Even with a growing body of promising research, commercialization of dendrimer based drug delivery systems remains slow. Dendrimers exist in a unique space where they are much larger than traditional small molecule drugs and much smaller than traditional polymeric particles but have biological properties similar to both. This has created a number of barriers to clinical approval that industry and the regulatory agencies have yet to work out.75 First, the long-term safety of dendrimers is a primary concern.76 Dendrimers are small enough (in most formulations) that they will ultimately end up entering systemic circulation regardless of their initial route of administration. 4, 77 This makes overall safety an incredibly complicated area of study because the local biodistribuition, toxicity, and complete biological activity of the vehicle must be determined in many different tissues at many different time points.78 Even for unmodified PAMAM dendrimers, there is a tremendous amount of work left to be completed. When you consider that a principle advantage of dendrimers is how easy they are to modify with additional groups to control biodistribuition, it is not surprising that creation of novel conjugates has outpaced deep study of their systemic safety. The reliability and purity of commercial sources (or lack thereof), is another bottleneck. Scale up for production and purification of complex conjugates is going to require novel processes that are usually outside of the purview of the labs developing these technologies.79 There are also purely bureaucratic questions that remain unresolved. Chiefly, are dendrimer-drug conjugates considered novel drugs or medical devices by the FDA? It would appear that most dendrimer vehicles would classify as combination devices, but even in such cases the lead center of the FDA is not clear. It seems these questions may continue until one PAMAM based vehicle breaks through to clinical approval and establishes precedent. Regulatory approval has been swifter in Europe, where OcuSeal™, a dendrimer based cornea sealant was approved for human use in 2009.

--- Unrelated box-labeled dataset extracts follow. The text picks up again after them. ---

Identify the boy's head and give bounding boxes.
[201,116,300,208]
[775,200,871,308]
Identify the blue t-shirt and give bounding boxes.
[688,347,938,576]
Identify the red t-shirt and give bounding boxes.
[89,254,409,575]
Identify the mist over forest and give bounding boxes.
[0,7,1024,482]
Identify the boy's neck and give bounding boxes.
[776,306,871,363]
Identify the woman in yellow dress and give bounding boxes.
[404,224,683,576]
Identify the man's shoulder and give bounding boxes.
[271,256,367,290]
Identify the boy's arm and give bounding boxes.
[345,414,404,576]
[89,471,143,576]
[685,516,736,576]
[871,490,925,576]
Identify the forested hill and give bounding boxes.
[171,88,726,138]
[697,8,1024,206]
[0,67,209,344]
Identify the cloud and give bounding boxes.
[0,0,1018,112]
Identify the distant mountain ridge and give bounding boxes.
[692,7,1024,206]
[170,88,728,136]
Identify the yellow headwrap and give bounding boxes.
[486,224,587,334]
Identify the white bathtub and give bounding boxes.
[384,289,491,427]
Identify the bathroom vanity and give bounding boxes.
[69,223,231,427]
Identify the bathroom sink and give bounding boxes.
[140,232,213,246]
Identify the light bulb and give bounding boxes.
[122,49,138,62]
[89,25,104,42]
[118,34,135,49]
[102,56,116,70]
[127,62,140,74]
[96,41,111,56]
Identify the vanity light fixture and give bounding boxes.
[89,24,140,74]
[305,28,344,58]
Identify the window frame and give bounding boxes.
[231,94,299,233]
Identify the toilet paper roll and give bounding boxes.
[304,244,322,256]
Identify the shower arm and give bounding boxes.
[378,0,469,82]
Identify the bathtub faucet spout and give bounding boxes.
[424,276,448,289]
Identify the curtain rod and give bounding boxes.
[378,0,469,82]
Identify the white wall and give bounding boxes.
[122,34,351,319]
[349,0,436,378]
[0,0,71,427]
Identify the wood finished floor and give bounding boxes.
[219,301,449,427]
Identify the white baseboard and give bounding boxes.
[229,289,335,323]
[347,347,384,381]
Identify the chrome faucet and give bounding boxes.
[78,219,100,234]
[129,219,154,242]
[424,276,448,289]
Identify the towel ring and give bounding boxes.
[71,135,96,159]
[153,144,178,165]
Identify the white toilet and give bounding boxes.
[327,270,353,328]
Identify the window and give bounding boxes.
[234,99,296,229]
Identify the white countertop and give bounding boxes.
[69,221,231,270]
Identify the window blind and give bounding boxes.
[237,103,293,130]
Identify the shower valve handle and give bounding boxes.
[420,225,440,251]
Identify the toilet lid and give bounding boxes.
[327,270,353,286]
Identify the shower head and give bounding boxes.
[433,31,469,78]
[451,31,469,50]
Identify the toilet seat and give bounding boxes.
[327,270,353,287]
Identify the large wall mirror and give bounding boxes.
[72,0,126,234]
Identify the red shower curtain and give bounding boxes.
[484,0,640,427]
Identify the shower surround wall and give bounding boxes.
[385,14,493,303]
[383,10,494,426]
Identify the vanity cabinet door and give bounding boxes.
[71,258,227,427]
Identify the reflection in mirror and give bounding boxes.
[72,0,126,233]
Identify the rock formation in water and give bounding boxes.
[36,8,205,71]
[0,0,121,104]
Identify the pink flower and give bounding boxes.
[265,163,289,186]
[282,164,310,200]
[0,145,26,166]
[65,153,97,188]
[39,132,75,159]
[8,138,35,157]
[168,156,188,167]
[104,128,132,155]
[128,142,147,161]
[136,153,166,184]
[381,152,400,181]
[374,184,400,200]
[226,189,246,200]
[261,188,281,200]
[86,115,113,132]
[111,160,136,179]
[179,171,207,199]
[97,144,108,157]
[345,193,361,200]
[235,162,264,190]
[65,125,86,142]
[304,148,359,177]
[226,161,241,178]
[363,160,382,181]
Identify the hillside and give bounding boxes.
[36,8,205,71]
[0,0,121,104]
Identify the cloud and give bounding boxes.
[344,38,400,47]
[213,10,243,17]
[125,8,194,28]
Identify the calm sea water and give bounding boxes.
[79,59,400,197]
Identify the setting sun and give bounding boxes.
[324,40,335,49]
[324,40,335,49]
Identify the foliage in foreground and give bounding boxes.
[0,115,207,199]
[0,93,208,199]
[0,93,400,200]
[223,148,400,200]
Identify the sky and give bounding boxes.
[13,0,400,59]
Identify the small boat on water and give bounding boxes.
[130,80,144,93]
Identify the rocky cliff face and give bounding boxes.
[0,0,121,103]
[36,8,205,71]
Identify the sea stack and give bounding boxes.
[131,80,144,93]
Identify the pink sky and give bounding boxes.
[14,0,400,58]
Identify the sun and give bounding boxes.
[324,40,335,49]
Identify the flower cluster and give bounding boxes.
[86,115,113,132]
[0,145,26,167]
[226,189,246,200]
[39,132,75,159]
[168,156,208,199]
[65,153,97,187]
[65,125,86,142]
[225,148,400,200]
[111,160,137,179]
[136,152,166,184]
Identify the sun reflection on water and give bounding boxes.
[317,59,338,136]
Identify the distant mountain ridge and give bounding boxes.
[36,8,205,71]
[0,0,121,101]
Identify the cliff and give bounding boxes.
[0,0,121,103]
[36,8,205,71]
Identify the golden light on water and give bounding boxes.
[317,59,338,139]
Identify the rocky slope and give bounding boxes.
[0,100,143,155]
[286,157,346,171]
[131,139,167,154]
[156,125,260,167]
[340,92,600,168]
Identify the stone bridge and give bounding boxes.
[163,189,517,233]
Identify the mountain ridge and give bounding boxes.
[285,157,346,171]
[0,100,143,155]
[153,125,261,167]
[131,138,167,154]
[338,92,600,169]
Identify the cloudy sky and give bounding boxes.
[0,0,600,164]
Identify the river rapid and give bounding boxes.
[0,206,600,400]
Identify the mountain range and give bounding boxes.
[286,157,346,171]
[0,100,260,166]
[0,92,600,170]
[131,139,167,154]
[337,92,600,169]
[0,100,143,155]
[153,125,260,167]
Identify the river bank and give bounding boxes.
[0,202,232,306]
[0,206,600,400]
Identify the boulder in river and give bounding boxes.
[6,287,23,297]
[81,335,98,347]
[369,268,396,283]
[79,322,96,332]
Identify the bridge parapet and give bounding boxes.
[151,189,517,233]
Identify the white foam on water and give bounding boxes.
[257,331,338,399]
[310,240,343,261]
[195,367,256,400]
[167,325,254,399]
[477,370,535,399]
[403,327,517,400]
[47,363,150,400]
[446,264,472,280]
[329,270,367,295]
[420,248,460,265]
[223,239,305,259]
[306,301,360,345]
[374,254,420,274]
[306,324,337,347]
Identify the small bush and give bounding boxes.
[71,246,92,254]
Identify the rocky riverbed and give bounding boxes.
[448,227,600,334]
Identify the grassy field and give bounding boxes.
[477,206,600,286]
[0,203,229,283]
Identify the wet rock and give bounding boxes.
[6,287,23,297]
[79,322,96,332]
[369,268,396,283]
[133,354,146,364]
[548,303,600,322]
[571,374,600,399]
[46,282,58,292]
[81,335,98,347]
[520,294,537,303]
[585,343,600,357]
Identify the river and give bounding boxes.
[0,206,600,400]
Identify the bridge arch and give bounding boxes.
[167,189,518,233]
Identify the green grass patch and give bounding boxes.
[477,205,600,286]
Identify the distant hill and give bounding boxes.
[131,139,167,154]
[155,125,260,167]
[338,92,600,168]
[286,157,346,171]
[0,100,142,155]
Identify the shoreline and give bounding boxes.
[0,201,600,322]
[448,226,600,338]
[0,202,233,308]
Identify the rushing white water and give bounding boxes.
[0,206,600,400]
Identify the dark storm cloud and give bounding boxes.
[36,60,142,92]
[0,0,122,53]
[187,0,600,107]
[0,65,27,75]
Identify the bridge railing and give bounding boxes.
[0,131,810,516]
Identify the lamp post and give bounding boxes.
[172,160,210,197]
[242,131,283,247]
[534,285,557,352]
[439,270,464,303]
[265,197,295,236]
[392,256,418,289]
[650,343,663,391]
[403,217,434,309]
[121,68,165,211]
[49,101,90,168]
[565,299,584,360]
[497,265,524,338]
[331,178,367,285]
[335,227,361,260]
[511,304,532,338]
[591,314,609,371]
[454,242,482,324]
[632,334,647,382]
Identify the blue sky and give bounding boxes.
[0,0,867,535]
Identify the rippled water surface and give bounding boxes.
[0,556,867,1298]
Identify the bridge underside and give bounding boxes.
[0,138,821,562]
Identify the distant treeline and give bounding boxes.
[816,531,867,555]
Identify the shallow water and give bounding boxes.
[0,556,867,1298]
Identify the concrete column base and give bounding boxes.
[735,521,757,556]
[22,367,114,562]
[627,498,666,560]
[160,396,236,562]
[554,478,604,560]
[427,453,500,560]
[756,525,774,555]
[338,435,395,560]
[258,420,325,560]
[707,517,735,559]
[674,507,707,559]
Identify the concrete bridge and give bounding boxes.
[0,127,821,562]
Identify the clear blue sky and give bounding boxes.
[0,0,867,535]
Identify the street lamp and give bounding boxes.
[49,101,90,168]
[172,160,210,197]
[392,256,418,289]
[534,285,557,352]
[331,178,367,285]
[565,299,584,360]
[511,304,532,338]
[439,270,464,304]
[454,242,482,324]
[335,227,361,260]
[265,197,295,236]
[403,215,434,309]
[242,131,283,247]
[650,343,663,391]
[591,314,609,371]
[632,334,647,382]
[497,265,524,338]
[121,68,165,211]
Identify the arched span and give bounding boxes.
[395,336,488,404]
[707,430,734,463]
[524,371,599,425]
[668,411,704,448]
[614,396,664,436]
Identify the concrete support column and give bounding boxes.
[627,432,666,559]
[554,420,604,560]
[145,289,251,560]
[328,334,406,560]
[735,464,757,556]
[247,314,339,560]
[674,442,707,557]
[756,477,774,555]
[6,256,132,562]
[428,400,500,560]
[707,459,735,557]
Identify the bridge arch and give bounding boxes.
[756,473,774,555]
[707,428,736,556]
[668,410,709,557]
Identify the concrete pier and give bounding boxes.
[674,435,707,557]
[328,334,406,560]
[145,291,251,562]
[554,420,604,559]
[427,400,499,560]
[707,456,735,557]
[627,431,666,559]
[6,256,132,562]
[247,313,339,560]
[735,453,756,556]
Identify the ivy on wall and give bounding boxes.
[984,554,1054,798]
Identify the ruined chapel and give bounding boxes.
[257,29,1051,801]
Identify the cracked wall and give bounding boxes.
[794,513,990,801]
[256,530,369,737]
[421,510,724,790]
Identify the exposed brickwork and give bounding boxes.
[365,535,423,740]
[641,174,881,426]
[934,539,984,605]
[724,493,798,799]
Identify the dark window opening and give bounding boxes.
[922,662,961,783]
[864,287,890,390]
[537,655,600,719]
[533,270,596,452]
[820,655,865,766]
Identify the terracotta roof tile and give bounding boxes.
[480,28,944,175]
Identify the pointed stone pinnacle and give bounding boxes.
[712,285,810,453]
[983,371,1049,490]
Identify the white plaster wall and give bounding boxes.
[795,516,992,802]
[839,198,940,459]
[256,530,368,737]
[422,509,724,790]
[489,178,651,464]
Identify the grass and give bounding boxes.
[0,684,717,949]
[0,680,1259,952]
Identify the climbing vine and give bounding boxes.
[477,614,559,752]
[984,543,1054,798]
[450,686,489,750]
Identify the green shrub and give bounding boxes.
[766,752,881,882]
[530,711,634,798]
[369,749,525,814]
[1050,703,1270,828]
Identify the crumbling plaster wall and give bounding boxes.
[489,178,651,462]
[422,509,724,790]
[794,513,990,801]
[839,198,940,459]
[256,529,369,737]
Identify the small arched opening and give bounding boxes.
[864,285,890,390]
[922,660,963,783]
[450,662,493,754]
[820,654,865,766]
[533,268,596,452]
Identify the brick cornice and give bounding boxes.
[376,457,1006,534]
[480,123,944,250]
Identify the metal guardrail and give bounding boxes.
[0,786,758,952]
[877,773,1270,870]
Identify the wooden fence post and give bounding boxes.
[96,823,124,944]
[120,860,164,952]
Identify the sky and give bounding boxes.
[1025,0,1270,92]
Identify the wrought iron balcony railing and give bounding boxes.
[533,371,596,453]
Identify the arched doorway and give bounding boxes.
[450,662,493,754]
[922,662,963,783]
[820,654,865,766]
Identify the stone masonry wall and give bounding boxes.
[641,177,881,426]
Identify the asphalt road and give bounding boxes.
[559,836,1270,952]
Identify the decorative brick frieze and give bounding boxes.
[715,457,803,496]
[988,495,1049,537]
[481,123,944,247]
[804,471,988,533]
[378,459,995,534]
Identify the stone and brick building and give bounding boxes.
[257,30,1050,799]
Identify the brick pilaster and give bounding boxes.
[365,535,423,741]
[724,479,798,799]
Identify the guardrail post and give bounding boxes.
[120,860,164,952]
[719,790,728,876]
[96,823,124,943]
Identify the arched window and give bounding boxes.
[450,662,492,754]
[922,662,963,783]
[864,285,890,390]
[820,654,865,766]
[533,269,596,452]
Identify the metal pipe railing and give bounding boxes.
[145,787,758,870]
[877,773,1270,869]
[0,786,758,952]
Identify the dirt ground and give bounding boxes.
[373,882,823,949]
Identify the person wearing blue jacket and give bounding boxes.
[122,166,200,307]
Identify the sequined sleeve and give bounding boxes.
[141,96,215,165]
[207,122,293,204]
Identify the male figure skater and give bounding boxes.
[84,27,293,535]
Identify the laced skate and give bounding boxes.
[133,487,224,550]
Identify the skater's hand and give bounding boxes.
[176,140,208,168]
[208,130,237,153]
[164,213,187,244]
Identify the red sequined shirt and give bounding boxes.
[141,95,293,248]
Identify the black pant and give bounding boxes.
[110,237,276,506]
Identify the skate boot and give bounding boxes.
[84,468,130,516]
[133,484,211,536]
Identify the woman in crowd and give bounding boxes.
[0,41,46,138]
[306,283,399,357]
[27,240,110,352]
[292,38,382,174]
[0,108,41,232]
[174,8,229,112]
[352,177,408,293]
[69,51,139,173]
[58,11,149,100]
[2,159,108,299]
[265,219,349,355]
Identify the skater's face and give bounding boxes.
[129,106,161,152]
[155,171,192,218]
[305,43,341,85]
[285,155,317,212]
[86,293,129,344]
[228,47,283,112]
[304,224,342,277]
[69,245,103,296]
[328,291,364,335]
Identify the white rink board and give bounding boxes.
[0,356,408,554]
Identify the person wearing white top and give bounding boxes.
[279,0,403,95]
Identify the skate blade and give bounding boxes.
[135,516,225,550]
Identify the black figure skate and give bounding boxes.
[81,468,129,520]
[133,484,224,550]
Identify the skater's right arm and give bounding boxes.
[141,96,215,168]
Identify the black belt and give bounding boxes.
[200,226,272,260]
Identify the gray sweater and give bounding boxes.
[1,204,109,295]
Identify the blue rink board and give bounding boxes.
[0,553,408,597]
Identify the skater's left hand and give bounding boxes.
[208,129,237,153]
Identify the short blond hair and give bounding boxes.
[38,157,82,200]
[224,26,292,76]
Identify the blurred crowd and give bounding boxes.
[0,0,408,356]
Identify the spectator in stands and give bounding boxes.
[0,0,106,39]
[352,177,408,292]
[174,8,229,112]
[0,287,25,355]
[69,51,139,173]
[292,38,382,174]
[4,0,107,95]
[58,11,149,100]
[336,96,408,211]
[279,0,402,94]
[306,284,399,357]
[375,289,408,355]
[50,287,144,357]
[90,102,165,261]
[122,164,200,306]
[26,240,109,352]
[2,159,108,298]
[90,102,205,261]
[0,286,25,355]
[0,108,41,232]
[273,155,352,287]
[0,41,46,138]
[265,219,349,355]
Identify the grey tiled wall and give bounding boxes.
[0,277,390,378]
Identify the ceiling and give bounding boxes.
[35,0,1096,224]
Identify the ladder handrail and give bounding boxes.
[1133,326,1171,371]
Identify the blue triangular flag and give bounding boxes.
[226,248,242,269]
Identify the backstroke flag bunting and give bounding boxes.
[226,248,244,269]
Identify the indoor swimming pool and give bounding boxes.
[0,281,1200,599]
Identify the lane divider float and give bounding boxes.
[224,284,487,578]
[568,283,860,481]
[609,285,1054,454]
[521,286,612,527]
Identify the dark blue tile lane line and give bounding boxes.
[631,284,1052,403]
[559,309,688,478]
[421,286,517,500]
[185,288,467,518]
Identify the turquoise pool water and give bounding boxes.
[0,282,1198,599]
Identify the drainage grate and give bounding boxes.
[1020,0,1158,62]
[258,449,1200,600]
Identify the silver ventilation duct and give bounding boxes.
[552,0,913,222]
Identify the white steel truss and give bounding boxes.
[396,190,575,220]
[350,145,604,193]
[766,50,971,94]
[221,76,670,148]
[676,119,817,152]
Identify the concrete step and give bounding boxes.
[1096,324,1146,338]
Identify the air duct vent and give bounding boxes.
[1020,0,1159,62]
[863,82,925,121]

Despite these challenges, it is clear from recent research that dendrimers hold tremendous potential as ocular drug delivery vehicles. Research groups around the world have been able to develop dendrimer based materials which have shown improved drug delivery efficacy when applied directly to the cornea as solutions or gels, as well as intravitreal, or subconjunctival injections. The common theme throughout all these projects is that the unique structure of the nanoparticles make them extremely versatile platforms for innovative scientists to adapt to overcome very different barriers. As our understanding of the pharmacokinetics of the eye increase, the ways for dendrimers and dendrimer based materials to improve drug delivery to this singularly complex organ will inevitably increase as well.

Acknowledgments

This work was supported by the National Institutes of Health (R01EY024072).